According to data from Nearly one-fifth of the U.S. population smokes, and about 443,000 Americans die each year from diseases caused by tobacco use, according to the National Institute of Diabetes, Digestive, Kidney, and Liver Diseases. ing.
Alcohol can irritate the digestive tract and cause a burning sensation in the stomach. Excessive alcohol consumption can result in:
- stomach ulcer
- Gastritis and other gastrointestinal problems
In addition, some people have alcohol intolerance, a disease in which the body cannot absorb alcohol.
12. Gastric cancer:
Cancer can cause a burning sensation in the stomach. Other stomach cancer symptoms include:
- Feeling full after eating
- severe indigestion or heartburn
- lose weight
How can a burning stomach be treated?
Treatment options depend on the cause of the abdominal pain.
For the treatment of gastroesophageal reflux diseasegastroenteritis, indigestion, ulcers, IBS.
Symptoms of gastroesophageal reflux, gastritis, constipation, ulcers, or irritable bowel syndrome are often relieved with over-the-counter (OTC) or prescription drugs.
About Helicobacter pylori
Antibiotics are an effective treatment for H. pylori infection.
For the treatment of reflux esophagitis and hernia
Surgery may be done to treat severe reflux esophagitis or to repair a hernia.
If an NSAID is causing your stomach pain, your doctor may advise you to take an alternative pain reliever such as acetaminophen (Tylenol).
A burning stomach, better known as indigestion, is a group of gastrointestinal symptoms.
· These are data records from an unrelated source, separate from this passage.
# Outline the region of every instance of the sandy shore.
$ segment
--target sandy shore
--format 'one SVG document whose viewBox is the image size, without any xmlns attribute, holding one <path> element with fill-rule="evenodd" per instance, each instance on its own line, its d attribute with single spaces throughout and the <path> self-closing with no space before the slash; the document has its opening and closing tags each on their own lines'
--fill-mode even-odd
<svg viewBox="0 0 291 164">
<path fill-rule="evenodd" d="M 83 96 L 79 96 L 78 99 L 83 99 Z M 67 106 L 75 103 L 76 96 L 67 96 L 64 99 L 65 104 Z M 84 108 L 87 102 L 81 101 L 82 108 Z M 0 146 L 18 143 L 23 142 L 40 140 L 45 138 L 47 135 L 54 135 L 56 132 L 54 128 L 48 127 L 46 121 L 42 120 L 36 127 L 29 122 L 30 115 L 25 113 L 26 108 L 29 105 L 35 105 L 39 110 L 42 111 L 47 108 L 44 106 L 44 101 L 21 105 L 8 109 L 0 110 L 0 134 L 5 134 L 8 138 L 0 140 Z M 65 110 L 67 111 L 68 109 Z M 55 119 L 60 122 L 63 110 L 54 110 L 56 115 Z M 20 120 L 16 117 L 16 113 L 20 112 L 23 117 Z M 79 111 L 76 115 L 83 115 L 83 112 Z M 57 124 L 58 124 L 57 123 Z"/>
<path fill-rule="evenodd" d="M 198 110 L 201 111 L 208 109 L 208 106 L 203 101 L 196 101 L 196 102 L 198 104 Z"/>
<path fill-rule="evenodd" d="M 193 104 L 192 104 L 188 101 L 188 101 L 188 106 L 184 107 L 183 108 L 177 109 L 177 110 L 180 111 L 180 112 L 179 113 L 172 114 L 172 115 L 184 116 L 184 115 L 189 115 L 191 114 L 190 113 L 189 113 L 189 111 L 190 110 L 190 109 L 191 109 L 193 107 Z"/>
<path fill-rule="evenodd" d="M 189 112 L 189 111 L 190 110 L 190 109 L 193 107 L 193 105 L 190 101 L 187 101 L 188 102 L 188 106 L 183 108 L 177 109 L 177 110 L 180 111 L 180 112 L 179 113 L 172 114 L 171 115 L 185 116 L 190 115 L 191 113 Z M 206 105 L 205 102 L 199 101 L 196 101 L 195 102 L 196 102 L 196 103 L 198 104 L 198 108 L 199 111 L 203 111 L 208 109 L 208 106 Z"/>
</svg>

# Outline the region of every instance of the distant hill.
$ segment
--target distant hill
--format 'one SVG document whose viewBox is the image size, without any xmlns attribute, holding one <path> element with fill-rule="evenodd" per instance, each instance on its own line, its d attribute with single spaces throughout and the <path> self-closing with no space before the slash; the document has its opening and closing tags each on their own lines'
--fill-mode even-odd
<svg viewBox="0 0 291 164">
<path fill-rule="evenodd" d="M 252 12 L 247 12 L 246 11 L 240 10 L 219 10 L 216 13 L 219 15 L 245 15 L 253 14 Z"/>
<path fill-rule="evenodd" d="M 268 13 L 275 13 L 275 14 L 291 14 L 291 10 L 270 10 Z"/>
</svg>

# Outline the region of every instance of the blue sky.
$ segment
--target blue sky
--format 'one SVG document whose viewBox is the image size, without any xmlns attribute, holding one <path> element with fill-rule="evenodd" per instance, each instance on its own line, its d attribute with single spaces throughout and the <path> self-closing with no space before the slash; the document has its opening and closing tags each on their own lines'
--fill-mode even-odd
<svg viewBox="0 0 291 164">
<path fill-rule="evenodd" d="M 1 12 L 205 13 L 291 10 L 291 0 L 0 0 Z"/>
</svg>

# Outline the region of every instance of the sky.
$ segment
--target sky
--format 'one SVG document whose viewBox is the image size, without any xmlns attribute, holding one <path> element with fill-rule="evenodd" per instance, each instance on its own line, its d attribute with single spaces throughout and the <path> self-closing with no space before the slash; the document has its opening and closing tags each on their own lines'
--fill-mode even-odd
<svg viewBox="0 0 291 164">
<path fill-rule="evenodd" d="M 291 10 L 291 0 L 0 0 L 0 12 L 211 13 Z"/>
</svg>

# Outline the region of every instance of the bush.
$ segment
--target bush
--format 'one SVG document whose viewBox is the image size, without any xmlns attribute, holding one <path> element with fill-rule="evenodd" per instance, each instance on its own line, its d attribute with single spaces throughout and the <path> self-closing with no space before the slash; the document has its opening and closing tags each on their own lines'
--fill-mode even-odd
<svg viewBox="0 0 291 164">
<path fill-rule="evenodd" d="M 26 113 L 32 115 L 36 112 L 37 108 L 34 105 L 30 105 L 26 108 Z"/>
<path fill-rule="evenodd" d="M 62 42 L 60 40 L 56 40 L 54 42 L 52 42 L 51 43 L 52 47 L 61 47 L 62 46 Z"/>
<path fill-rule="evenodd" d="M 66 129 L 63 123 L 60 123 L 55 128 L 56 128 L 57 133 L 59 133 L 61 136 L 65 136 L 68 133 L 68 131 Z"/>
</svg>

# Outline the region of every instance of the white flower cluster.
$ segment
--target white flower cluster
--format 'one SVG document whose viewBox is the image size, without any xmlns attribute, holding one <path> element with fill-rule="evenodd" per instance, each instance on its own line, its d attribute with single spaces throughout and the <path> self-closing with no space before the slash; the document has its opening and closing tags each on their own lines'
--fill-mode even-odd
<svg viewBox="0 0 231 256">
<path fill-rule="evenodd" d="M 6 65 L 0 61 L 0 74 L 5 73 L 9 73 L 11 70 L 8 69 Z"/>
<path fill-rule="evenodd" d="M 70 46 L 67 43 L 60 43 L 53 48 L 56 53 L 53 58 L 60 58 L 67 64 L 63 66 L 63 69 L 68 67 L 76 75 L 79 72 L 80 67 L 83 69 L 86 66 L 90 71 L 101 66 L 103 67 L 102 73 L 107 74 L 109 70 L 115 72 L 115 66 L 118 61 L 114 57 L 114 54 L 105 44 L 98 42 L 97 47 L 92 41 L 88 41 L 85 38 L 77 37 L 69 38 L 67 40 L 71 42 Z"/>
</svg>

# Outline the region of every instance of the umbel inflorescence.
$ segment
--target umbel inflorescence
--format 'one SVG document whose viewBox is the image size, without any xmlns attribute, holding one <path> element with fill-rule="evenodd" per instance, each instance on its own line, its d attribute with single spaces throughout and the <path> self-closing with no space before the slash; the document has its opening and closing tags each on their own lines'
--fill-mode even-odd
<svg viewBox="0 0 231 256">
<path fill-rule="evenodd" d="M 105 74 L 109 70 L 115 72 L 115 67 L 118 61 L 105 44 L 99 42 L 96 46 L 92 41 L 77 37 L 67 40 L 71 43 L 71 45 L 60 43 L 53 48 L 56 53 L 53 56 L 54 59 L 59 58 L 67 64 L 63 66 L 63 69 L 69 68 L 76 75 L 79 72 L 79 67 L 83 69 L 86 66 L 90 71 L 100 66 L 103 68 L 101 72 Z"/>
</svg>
Possible causes include stress, food, medications, and medical problems.
Lifestyle adjustments and avoidance of certain foods and beverages can have a big impact. Indigestion remedies such as Tums and Maalox are also prescribed.
If diet and lifestyle changes don’t work, talk to your health care professional. Many prescription drugs are available and we can help you choose the one that’s right for you. For moderate to severe indigestion, surgery may be recommended.